Because he is blind visually impaired, we generally leap to take care of his every whim (and believe me, he is good at milking it).  Igor is, I’ll be honest, a spoiled, coddled pug, and he generally will not linger outside unless it is say, 70 degrees and sunny.  Today it is cold, though not raining, and I thought the pug could stand to man up a bit and stay outside. 

So I told myself I’d wait until he scrabbled one more time and then I’d let him in.  And then the thought occurred to me–what if he gave up before he did that one last scrabble, never knowing how close he was to attaining his goal? 
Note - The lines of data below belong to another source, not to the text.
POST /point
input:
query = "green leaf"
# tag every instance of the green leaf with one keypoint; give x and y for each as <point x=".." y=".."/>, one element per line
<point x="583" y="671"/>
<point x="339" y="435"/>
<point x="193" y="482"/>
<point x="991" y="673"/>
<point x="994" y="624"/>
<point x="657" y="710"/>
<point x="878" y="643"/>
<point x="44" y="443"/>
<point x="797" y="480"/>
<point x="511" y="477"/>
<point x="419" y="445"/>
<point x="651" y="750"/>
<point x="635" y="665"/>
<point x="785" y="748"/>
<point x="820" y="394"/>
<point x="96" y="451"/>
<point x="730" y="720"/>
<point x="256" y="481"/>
And then the thought occurred to me that we writers probably often do that.  We send out stories and get a couple rejections and give up, never realizing that if we scrabbled just a little longer, we would find success.  How can we ever be certain that the next submission won’t be the one?  Isn’t it worth taking the chance?  I always remember the story that a writer told of sending out her story 35 times.  On the 36th time, the story got accepted–and went on to read a Pushcart prize.

What did it take for her to send that story out?  It took:

  • Confidence–that the story was good
  • Clarity–that the story was finished
  • Discipline–to keep at it
  • Acceptance–that the process might take awhile
  • Commitment–to see it through

In other words, she had to keep scrabbling. 

By the way, Pug kept at it until I finally gave up and let him in.  Now he’s downstairs barking because it is time for lunch (yes, he gets lunch.  He’s on a special diet food plan for fat muscular pugs) and he doesn’t really give a rip that I am writing about him.  So it it time to close and go feed him.